Spinal cord and brain injury research center, Sander-Brown Center on Aging, Department of Neuroscience, University of Kentucky, 741 S. Limestone St, Lexington, KY, 40536, USA.
Department of Neuroscience, University of Kentucky, Lexington, KY, USA.
Acta Neuropathol Commun. 2024 Jul 12;12(1):114. doi: 10.1186/s40478-024-01826-8.
TAR DNA-Binding Protein 43 (TDP-43) pathological inclusions are a distinctive feature in dozens of neurodegenerative pathologies, including limbic-predominant age-related TDP-43 encephalopathy neuropathologic change (LATE-NC). Prior investigations identified vascular-associated TDP-43-positive micro-lesions, known as "Lin bodies," located on or near the brain capillaries of some individuals with LATE-NC. This study aimed to investigate the relationship between the accumulation of Lin bodies and glial cells in LATE-NC and the potential co-localization with ferritin, a protein associated with iron storage. Using multiplexed immunohistochemistry and digital pathology tools, we conducted pathological analyses to investigate the relationship between Lin bodies and glial markers (GFAP for astrocytes, IBA1 for microglia) and ferritin. Analyses were conducted on post-mortem brain tissues collected from individuals with pathologically confirmed Alzheimer's disease neuropathological changes (ADNC) and LATE-NC.
As shown previously, there was a robust association between Lin bodies and GFAP-positive astrocyte processes. Moreover, we also observed Lin bodies frequently co-localizing with ferritin, suggesting a potential link to compromised vascular integrity. Subsequent analyses demonstrated increased astrocytosis near Lin body-positive vessels compared to those without Lin bodies, particularly in ADNC cases. These results suggest that the accumulation of Lin bodies may elicit an increased glial response, particularly among astrocytes, possibly related to impaired vascular integrity.

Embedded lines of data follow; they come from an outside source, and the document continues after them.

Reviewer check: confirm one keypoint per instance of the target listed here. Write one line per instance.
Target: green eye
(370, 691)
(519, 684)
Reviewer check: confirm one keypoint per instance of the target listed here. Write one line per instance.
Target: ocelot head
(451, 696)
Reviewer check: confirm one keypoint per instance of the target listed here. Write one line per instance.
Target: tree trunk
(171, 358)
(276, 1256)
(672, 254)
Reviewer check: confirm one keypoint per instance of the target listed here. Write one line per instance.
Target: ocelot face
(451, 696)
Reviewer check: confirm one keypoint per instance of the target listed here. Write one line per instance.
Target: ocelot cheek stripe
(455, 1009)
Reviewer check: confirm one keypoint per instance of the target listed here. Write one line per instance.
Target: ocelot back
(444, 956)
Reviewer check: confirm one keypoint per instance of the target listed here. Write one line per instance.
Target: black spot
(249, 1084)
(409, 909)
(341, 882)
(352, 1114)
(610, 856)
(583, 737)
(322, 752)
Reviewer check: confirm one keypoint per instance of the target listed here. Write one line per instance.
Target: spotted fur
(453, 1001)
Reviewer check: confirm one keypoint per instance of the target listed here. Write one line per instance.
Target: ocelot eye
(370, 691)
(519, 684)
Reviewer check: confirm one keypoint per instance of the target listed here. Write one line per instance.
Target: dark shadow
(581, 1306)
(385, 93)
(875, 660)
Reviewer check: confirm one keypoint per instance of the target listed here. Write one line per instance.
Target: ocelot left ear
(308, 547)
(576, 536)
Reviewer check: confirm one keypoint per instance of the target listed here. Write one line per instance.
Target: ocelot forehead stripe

Lin bodies are associated with a local reactive glial response. The strong association of Lin bodies with ferritin suggests that the loss of vascular integrity may be either a cause or a consequence of the pTDP-43 pathology. The reactive glia surrounding the affected vessels could further compromise vascular function.
TAR DNA 结合蛋白 43(TDP-43)病理性包涵体是数十种神经退行性病变的一个显著特征,包括边缘为主的与年龄相关的 TDP-43 脑质病神经病理改变(LATE-NC)。先前的研究发现了与血管相关的 TDP-43 阳性微病变,称为“Lin 体”,位于 LATE-NC 一些个体的脑毛细血管上或附近。本研究旨在探讨 LATE-NC 中 Lin 体与神经胶质细胞的堆积之间的关系,以及与铁储存相关的蛋白 ferritin 的潜在共定位关系。我们使用多重免疫组织化学和数字病理学工具进行病理学分析,以研究 Lin 体与神经胶质标志物(星形胶质细胞的 GFAP、小胶质细胞的 IBA1)和 ferritin 之间的关系。分析是在死后脑组织中进行的,这些脑组织来自病理证实的阿尔茨海默病神经病理改变(ADNC)和 LATE-NC 个体。
如前所述,Lin 体与 GFAP 阳性星形胶质细胞突起之间存在很强的关联。此外,我们还观察到 Lin 体经常与 ferritin 共定位,这表明与血管完整性受损有关。后续分析表明,与没有 Lin 体的血管相比,Lin 体阳性血管附近的星形胶质细胞增生增加,尤其是在 ADNC 病例中。这些结果表明,Lin 体的堆积可能引发更强的神经胶质反应,特别是星形胶质细胞,这可能与血管完整性受损有关。
Lin 体与局部反应性神经胶质有关。Lin 体与 ferritin 的强关联表明,血管完整性的丧失可能是 pTDP-43 病理学的原因或结果。受影响血管周围的反应性胶质细胞可能进一步损害血管功能。